Our semantic novelty detection approach is, to the best of our knowledge, the first system which introduces a semantic novelty measure by relying on an RDF KB. By formalizing novelty on a triple level, we go beyond pure statistical approaches (often in combination with named entity recognition) [1, 2, 14–16] for novelty detection.

For the TREC novelty track [17] of the years 2002–2004, systems had to solve different tasks regarding novelty retrieval. The most similar task to our scenario is stated as follows: Given all documents of a broad topic, identify all relevant and novel sentences. Events and opinions form the two types of topics which were provided. In 2004, the number of topics was limited to 50. Each of the 50 topics was defined by a short description and a task narrative.Footnote 12 Contrary to that, we generate a formal representation of new statements in terms of an RDF graph and compare novelty on a triple basis. Instead of broad topics, we focus on single relations between entities.

For the subtask Vital Filtering of the TREC Knowledge Base Acceleration (KBA) callFootnote 13, systems judge the utility of documents mentioning an entity. However, the used tags such as vital are not appendant to specific properties of entities. The subtask Streaming Slot Filling is about gathering attribute values of specific entities from the text. The set of possible slots and entities is fixed.
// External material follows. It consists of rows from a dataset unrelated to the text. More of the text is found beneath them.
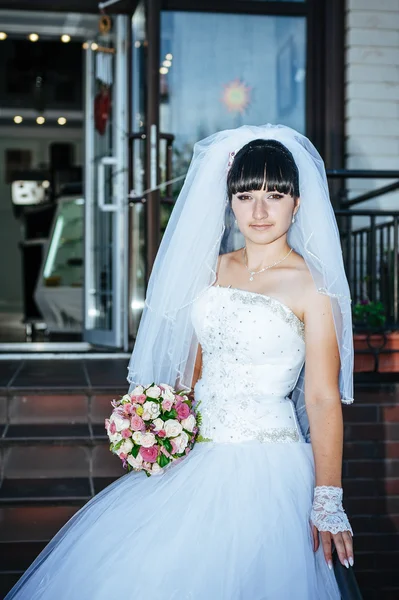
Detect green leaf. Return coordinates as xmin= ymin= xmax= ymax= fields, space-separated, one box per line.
xmin=157 ymin=454 xmax=170 ymax=469
xmin=163 ymin=438 xmax=172 ymax=452
xmin=114 ymin=440 xmax=124 ymax=450
xmin=130 ymin=445 xmax=140 ymax=458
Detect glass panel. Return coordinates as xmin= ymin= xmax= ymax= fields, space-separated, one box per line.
xmin=35 ymin=196 xmax=84 ymax=333
xmin=42 ymin=198 xmax=84 ymax=287
xmin=88 ymin=38 xmax=115 ymax=331
xmin=129 ymin=3 xmax=147 ymax=336
xmin=160 ymin=11 xmax=306 ymax=193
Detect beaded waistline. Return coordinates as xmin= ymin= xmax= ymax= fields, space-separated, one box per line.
xmin=197 ymin=399 xmax=305 ymax=443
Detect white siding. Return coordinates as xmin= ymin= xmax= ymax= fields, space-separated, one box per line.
xmin=345 ymin=0 xmax=399 ymax=209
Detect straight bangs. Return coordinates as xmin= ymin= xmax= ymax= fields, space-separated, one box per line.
xmin=227 ymin=139 xmax=299 ymax=200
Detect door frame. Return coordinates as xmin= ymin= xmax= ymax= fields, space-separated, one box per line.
xmin=129 ymin=0 xmax=345 ymax=296
xmin=83 ymin=15 xmax=129 ymax=350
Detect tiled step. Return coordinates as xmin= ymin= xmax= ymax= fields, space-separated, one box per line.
xmin=0 ymin=477 xmax=117 ymax=506
xmin=0 ymin=505 xmax=79 ymax=543
xmin=0 ymin=390 xmax=123 ymax=426
xmin=0 ymin=571 xmax=23 ymax=598
xmin=0 ymin=423 xmax=107 ymax=446
xmin=0 ymin=541 xmax=47 ymax=572
xmin=2 ymin=441 xmax=124 ymax=479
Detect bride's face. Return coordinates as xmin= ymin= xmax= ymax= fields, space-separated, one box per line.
xmin=232 ymin=190 xmax=299 ymax=244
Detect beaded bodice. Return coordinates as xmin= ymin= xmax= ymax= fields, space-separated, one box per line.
xmin=192 ymin=286 xmax=305 ymax=442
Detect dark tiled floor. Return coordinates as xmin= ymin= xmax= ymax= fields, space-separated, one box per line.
xmin=92 ymin=424 xmax=111 ymax=439
xmin=85 ymin=359 xmax=129 ymax=390
xmin=12 ymin=360 xmax=89 ymax=390
xmin=0 ymin=542 xmax=46 ymax=572
xmin=0 ymin=477 xmax=91 ymax=504
xmin=93 ymin=477 xmax=119 ymax=494
xmin=0 ymin=360 xmax=21 ymax=387
xmin=0 ymin=356 xmax=129 ymax=393
xmin=2 ymin=424 xmax=91 ymax=443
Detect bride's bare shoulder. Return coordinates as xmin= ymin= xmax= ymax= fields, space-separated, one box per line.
xmin=217 ymin=248 xmax=242 ymax=276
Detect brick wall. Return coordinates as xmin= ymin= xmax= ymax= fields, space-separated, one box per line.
xmin=343 ymin=383 xmax=399 ymax=600
xmin=345 ymin=0 xmax=399 ymax=209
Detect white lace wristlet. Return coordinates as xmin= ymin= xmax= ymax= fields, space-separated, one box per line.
xmin=310 ymin=485 xmax=353 ymax=535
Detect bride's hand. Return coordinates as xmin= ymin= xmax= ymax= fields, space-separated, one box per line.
xmin=312 ymin=525 xmax=354 ymax=569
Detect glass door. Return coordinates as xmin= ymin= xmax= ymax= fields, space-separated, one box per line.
xmin=84 ymin=15 xmax=128 ymax=349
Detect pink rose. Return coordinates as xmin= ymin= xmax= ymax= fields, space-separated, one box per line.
xmin=139 ymin=446 xmax=158 ymax=463
xmin=131 ymin=394 xmax=147 ymax=404
xmin=161 ymin=446 xmax=170 ymax=458
xmin=162 ymin=400 xmax=173 ymax=410
xmin=176 ymin=402 xmax=190 ymax=419
xmin=130 ymin=415 xmax=145 ymax=431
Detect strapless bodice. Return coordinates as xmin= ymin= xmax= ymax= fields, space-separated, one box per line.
xmin=191 ymin=286 xmax=305 ymax=442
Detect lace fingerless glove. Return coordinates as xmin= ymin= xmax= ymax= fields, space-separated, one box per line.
xmin=310 ymin=485 xmax=353 ymax=535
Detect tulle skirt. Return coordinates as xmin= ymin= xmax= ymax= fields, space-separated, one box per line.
xmin=6 ymin=441 xmax=340 ymax=600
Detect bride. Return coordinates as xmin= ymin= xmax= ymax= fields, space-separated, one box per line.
xmin=6 ymin=125 xmax=354 ymax=600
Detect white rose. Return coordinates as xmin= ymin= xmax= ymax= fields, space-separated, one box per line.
xmin=160 ymin=383 xmax=173 ymax=390
xmin=141 ymin=400 xmax=161 ymax=421
xmin=109 ymin=413 xmax=130 ymax=431
xmin=130 ymin=385 xmax=144 ymax=396
xmin=132 ymin=431 xmax=143 ymax=446
xmin=146 ymin=385 xmax=162 ymax=398
xmin=116 ymin=438 xmax=133 ymax=456
xmin=153 ymin=419 xmax=165 ymax=431
xmin=127 ymin=452 xmax=143 ymax=470
xmin=164 ymin=419 xmax=183 ymax=437
xmin=162 ymin=390 xmax=175 ymax=402
xmin=108 ymin=433 xmax=122 ymax=444
xmin=173 ymin=431 xmax=188 ymax=454
xmin=151 ymin=463 xmax=163 ymax=475
xmin=181 ymin=415 xmax=196 ymax=432
xmin=141 ymin=433 xmax=156 ymax=448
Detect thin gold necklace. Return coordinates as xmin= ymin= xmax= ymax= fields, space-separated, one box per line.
xmin=242 ymin=246 xmax=292 ymax=281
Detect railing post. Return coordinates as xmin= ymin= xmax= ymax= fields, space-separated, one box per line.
xmin=369 ymin=216 xmax=377 ymax=302
xmin=393 ymin=217 xmax=399 ymax=325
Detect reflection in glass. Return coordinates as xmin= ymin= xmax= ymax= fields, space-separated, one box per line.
xmin=160 ymin=11 xmax=306 ymax=195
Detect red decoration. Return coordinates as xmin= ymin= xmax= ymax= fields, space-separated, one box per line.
xmin=94 ymin=87 xmax=111 ymax=135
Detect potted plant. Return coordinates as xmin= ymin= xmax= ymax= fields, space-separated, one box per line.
xmin=352 ymin=299 xmax=399 ymax=373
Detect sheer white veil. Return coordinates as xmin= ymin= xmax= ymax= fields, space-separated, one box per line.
xmin=128 ymin=125 xmax=353 ymax=436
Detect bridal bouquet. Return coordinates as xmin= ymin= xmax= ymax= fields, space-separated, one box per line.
xmin=105 ymin=383 xmax=201 ymax=476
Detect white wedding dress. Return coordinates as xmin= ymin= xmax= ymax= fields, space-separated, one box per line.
xmin=6 ymin=286 xmax=340 ymax=600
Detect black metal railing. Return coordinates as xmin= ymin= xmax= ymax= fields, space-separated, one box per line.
xmin=327 ymin=169 xmax=399 ymax=329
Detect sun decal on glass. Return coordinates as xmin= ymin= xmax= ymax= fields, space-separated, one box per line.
xmin=221 ymin=79 xmax=252 ymax=114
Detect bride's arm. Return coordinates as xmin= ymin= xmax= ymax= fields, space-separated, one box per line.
xmin=191 ymin=344 xmax=202 ymax=389
xmin=304 ymin=285 xmax=353 ymax=568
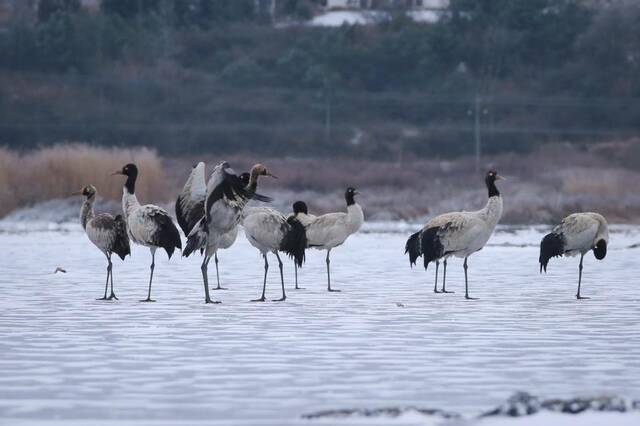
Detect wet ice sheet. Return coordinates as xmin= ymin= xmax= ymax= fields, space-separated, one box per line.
xmin=0 ymin=224 xmax=640 ymax=425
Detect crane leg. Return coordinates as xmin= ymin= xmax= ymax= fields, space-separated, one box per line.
xmin=96 ymin=256 xmax=111 ymax=300
xmin=576 ymin=254 xmax=588 ymax=300
xmin=252 ymin=253 xmax=269 ymax=302
xmin=462 ymin=257 xmax=476 ymax=300
xmin=213 ymin=251 xmax=226 ymax=290
xmin=200 ymin=254 xmax=220 ymax=303
xmin=441 ymin=259 xmax=455 ymax=293
xmin=108 ymin=256 xmax=119 ymax=300
xmin=327 ymin=249 xmax=340 ymax=292
xmin=274 ymin=252 xmax=287 ymax=302
xmin=141 ymin=248 xmax=156 ymax=302
xmin=293 ymin=262 xmax=304 ymax=290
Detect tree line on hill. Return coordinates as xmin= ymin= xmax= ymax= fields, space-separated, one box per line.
xmin=0 ymin=0 xmax=640 ymax=158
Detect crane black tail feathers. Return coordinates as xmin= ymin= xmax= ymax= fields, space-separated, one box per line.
xmin=280 ymin=217 xmax=307 ymax=267
xmin=420 ymin=226 xmax=444 ymax=269
xmin=112 ymin=215 xmax=131 ymax=260
xmin=404 ymin=232 xmax=422 ymax=266
xmin=539 ymin=232 xmax=564 ymax=273
xmin=182 ymin=218 xmax=209 ymax=257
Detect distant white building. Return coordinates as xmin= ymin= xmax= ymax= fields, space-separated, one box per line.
xmin=325 ymin=0 xmax=449 ymax=10
xmin=326 ymin=0 xmax=369 ymax=10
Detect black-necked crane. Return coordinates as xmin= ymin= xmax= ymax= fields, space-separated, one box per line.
xmin=539 ymin=212 xmax=609 ymax=299
xmin=184 ymin=161 xmax=271 ymax=303
xmin=287 ymin=201 xmax=317 ymax=290
xmin=74 ymin=185 xmax=131 ymax=300
xmin=176 ymin=162 xmax=249 ymax=290
xmin=113 ymin=164 xmax=182 ymax=302
xmin=405 ymin=170 xmax=503 ymax=299
xmin=242 ymin=207 xmax=307 ymax=302
xmin=176 ymin=162 xmax=207 ymax=236
xmin=306 ymin=187 xmax=364 ymax=291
However, (i) the ground truth for that task in TREC KBA 2014 does not provide information about where in the corpus the slot values were found; (ii) there is no grounding of the slot values, only textual phrases from the text are provided. Regarding the data sets of 2012/2013 and 2015, the TREC Dynamic Domain Track, we face similar differences to our approach. Clarke et al. [18] present an evaluation framework which rewards novelty. Regarding novelty, ranked lists are considered where the relevance of each element is dependent on the proceeding ones.
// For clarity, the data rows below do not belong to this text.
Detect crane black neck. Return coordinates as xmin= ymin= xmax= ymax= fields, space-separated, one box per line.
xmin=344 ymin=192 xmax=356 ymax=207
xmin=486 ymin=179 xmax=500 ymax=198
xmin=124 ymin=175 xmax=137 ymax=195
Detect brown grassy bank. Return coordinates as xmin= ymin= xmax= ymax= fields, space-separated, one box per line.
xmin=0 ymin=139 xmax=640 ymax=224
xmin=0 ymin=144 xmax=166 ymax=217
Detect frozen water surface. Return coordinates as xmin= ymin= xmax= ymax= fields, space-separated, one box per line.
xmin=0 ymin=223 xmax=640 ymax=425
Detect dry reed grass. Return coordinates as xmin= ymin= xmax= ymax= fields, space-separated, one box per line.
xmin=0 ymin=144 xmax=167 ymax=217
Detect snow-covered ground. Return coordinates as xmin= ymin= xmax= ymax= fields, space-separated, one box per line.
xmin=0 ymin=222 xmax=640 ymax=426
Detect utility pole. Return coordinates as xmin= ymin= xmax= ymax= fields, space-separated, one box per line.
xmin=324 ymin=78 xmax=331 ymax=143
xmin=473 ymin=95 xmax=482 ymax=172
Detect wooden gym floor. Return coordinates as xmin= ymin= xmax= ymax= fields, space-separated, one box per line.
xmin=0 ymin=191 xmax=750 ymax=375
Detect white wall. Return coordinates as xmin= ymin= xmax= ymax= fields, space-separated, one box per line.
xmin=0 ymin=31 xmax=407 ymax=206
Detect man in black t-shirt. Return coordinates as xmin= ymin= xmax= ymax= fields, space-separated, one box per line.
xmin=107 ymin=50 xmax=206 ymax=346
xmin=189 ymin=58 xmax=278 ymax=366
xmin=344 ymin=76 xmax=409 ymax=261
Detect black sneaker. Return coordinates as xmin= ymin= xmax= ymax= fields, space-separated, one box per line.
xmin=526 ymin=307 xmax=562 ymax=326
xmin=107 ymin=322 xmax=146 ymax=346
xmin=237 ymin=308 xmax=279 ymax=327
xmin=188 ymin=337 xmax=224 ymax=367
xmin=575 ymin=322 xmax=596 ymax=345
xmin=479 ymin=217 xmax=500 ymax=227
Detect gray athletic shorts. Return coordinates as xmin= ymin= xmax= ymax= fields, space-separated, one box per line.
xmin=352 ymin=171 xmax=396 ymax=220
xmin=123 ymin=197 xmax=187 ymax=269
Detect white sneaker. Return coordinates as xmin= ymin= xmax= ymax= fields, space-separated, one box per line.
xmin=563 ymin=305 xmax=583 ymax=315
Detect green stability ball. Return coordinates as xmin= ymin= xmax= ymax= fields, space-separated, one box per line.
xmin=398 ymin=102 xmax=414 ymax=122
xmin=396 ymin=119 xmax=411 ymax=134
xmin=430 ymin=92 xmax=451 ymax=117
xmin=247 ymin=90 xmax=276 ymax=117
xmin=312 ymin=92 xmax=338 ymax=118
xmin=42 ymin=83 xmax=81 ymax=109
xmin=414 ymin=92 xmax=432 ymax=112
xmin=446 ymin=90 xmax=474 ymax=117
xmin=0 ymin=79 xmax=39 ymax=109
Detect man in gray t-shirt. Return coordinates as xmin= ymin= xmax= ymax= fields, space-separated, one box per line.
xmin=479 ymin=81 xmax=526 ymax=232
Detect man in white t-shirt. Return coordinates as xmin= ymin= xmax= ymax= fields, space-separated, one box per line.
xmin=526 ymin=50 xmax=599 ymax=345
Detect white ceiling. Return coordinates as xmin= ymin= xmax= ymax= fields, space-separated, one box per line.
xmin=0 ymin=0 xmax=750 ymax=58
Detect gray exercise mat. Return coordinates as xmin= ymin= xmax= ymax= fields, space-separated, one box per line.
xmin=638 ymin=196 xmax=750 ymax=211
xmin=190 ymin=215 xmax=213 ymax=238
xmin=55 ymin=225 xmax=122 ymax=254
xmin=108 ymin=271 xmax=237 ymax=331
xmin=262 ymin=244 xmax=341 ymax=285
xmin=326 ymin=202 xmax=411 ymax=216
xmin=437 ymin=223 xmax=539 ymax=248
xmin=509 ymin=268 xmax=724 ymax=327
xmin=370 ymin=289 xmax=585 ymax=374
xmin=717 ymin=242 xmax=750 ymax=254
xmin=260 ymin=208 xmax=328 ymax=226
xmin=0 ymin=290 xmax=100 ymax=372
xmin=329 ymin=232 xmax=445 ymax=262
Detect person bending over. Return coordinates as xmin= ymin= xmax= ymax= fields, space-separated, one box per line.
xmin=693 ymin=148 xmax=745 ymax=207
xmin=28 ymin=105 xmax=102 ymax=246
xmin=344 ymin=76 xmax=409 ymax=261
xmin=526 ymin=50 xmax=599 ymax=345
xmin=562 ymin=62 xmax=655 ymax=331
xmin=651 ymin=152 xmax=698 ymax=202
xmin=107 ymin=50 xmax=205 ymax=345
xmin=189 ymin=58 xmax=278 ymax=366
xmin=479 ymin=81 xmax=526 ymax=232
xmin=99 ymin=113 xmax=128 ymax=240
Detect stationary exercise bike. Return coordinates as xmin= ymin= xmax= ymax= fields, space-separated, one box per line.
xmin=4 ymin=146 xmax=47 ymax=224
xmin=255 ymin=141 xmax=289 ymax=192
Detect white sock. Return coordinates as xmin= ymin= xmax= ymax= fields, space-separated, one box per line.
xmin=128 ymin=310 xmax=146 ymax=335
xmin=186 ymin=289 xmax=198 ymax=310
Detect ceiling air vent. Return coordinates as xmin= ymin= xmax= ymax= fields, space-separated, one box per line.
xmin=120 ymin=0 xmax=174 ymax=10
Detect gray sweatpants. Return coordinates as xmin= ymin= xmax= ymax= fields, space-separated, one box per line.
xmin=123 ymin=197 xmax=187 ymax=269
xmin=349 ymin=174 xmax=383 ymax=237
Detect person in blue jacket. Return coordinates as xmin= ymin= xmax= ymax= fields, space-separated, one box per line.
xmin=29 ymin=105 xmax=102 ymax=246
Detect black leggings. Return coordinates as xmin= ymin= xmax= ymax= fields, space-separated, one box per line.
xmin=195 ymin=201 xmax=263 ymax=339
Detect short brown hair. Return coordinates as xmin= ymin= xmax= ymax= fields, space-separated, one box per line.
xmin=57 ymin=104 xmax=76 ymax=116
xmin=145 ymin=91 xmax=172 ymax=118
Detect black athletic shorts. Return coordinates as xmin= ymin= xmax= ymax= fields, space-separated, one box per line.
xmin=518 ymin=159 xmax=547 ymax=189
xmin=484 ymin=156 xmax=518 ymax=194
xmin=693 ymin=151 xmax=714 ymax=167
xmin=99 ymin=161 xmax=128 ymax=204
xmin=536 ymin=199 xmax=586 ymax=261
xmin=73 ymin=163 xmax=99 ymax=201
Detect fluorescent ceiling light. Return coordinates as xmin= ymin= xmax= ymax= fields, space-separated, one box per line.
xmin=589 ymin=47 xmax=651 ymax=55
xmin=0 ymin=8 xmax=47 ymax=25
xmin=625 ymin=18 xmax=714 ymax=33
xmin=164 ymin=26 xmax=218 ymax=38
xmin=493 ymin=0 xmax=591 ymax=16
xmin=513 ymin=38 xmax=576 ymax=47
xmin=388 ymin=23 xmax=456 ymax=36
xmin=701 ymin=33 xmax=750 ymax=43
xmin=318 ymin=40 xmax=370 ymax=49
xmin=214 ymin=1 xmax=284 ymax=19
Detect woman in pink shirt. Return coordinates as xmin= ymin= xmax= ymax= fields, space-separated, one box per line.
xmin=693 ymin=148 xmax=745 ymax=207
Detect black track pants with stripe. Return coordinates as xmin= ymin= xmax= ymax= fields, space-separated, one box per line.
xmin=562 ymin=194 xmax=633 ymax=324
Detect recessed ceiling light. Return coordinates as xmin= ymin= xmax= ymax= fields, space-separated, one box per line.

6 Conclusion and Future Work

Targeted search for novel, formal and grounded facts in unstructured text is an open issue, since existing novelty detection systems primarily regard novelty as a statistical filtering step of sentences or documents. In this paper we presented a conceptually new approach that can satisfy the user’s information need in a fine grained manner by extracting novel statements in the form of RDF triples. Novelty is hereby measured w.r.t. a background KB and semantic novelty classes.
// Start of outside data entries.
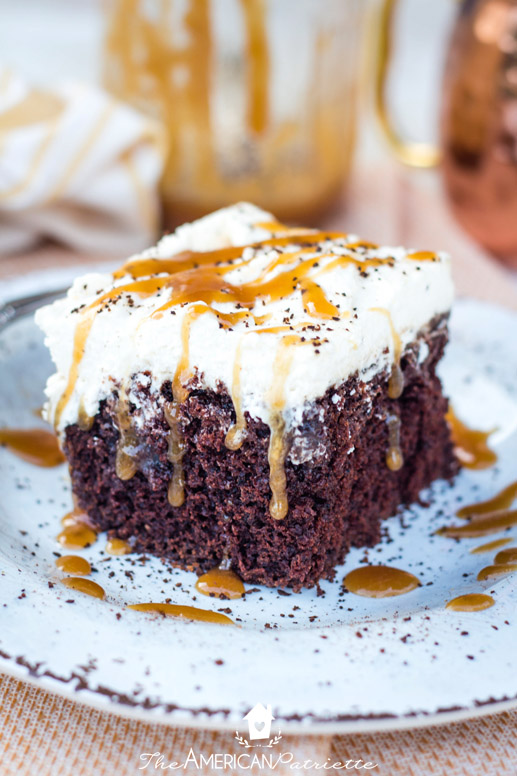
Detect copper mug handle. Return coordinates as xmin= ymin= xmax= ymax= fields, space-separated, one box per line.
xmin=375 ymin=0 xmax=441 ymax=168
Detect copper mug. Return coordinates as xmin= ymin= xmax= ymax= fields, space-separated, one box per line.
xmin=377 ymin=0 xmax=517 ymax=267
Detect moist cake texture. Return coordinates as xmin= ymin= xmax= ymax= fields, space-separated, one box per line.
xmin=37 ymin=203 xmax=457 ymax=589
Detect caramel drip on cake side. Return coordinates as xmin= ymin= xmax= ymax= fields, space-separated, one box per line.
xmin=54 ymin=231 xmax=400 ymax=426
xmin=386 ymin=415 xmax=404 ymax=472
xmin=268 ymin=334 xmax=301 ymax=520
xmin=164 ymin=304 xmax=208 ymax=507
xmin=105 ymin=537 xmax=131 ymax=555
xmin=224 ymin=337 xmax=246 ymax=450
xmin=56 ymin=509 xmax=97 ymax=550
xmin=54 ymin=230 xmax=432 ymax=520
xmin=371 ymin=307 xmax=404 ymax=399
xmin=115 ymin=387 xmax=138 ymax=480
xmin=196 ymin=566 xmax=246 ymax=599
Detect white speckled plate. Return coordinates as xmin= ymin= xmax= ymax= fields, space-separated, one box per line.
xmin=0 ymin=272 xmax=517 ymax=732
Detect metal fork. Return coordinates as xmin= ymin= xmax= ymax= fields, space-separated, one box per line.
xmin=0 ymin=288 xmax=68 ymax=329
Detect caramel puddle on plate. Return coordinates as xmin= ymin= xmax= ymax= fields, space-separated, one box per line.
xmin=56 ymin=510 xmax=97 ymax=550
xmin=470 ymin=536 xmax=513 ymax=555
xmin=61 ymin=577 xmax=106 ymax=599
xmin=0 ymin=428 xmax=65 ymax=468
xmin=445 ymin=593 xmax=495 ymax=612
xmin=456 ymin=482 xmax=517 ymax=519
xmin=445 ymin=407 xmax=497 ymax=469
xmin=56 ymin=555 xmax=92 ymax=577
xmin=105 ymin=539 xmax=131 ymax=555
xmin=196 ymin=566 xmax=246 ymax=598
xmin=56 ymin=523 xmax=97 ymax=550
xmin=127 ymin=603 xmax=235 ymax=625
xmin=343 ymin=566 xmax=421 ymax=598
xmin=477 ymin=563 xmax=517 ymax=582
xmin=436 ymin=509 xmax=517 ymax=539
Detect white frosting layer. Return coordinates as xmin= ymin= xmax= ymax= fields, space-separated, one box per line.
xmin=36 ymin=203 xmax=453 ymax=430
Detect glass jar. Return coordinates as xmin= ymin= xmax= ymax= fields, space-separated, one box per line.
xmin=105 ymin=0 xmax=368 ymax=225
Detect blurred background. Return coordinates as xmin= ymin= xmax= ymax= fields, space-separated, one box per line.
xmin=0 ymin=0 xmax=517 ymax=303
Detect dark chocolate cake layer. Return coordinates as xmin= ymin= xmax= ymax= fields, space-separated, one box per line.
xmin=65 ymin=318 xmax=458 ymax=590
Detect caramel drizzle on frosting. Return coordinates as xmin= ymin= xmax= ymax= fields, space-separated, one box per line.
xmin=54 ymin=223 xmax=424 ymax=520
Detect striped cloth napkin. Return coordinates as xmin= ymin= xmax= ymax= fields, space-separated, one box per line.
xmin=0 ymin=66 xmax=165 ymax=255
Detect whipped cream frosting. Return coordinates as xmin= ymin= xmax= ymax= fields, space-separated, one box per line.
xmin=36 ymin=203 xmax=453 ymax=432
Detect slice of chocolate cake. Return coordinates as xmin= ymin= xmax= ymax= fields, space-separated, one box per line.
xmin=37 ymin=204 xmax=457 ymax=589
Our experiments demonstrated that our prototypical system can facilitate (i) fact forecast, i.e., detecting hypothetically formulated statements before they are officially announced; (ii) improved KB population, i.e., retrieving both novel and relevant facts in a semantically-structured format, with references to the news, potentially even before the fact is inserted manually to the KB by the community; (iii) impact quantification, i.e., monitoring the frequency of certain statements over time and thus the impact of this statement.

While this paper constitutes a step towards a more precise and meaningful monitoring of novelty in news, the biggest challenge towards establishing it in a professional setting is to improve recall. A promising next step to achieve this is to improve the Textual Triple Extraction step. This includes a more elaborated textual subject/object extraction (eliminating noise). A further increase of recall could be archived by implementing coreference resolution, so that more subjects and objects can be linked to the corresponding KB entities. Last but not least, recall might be significantly improved by considering relations which are expressed by other means than verbs such as nominalized verbs (e.g., “the acquisition of X by Y”). We believe that the qualitative improvements of our approach justify future research efforts to close the quantitative performance gap to traditional novelty approaches.